Ayu Anjani masih diselimuti kabar duka usai kepergian ibu dan adiknya dalam kecelakaan kapal tenggelam di Taman Nasional Komodo, Labuan Bajo. Ditambah, dirinya kini semakin merasakan kejanggalan atas peristiwa tersebut.
Ditemui di Cikarang Utara, Bekasi, Ayu mengatakan memang sudah seharusnya dia mengikhlaskan kepergian ibu dan adiknya itu. Akan tetapi, dia tak bisa bohong dalam hati kecilnya masih terasa ada yang tidak benar.
"Masih ada kejanggalan dan keganjilan di dalam hati aku. Karena menurut aku hal seperti ini masih bisa ditanggulangi kalau SOP (Standard Operating Procedure) dijalankan dengan benar. Dan tidak ada kelalaian atau keterlambatan dari pihak evakuasi atau apa pun itu," ungkap Ayu Anjani.
SCROLL TO CONTINUE WITH CONTENT
Soal bagaimana proses evakuasi memang terus mengganggu pikirannya. Dia meyakini, para kru kapal tidak melaksanakan tugasnya dengan baik dan bergerak lambat.
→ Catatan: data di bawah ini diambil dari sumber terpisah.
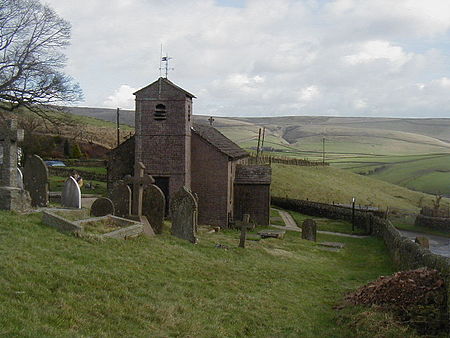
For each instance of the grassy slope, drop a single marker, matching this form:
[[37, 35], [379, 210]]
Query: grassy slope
[[429, 173], [327, 184], [52, 284]]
"Kejanggalan yang masih di diri aku itu, kalau misalnya meninggalnya karena bencana alam ya sudah takdir. Aku tahu ini juga sudah garis takdir, bahkan daun jatuh pun garis takdir. Tapi yang aku nggak terima, hal ini tuh masih bisa lebih cepat lagi ditanggulangi kalau dijalankan dengan benar. Ternyata tidak sesuai, sehingga membuat terlambatnya evakuasi," sambungnya.
Perempuan kelahiran Desember 1990 itu menegaskan kejadian ini sudah dibawa ke jalur hukum. Karena, dia yakin apa yang terjadi murni kesalahan manusia alias human error.
"Memang, dari awal itu air cepat banget masuk. Tapi, kalau saja dari awal sudah ada yang aware, tidak ada terlambat evakuasi, bisa diminimalisir. Nggak keduanya keluarga saya (yang meninggal)," katanya.
"Ini human error. Karena dari pengakuan Papa dan adik-adikku yang di sana, yang selamat pada saat kecelakaan, diduga awak kapal minum-minum (alkohol) saat malam, sebelum tidur. Saya sudah limpahkan ke kuasa hukum," tegas Ayu lagi.
Saat ini Ayu berusaha sekeras mungkin untuk tidak larut dalam kesedihan dan penyesalan karena dirinya tidak bisa membantu langsung di lokasi kejadian. Hanya doa-doa yang dia antarkan sepanjang hari sebagai upaya terakhir mengikhlaskan ibu dan adiknya.
"Aku sudah ada janji sama Mama dan adikku yang belum dipenuhi. Jadi satu-satunya yang aku bisa kasih ke mereka adalah doa sebanyak-banyaknya, dari aku melek sampai aku tidur. Dzikir yang banyak, sampai ketiduran," tutup Ayu Anjani.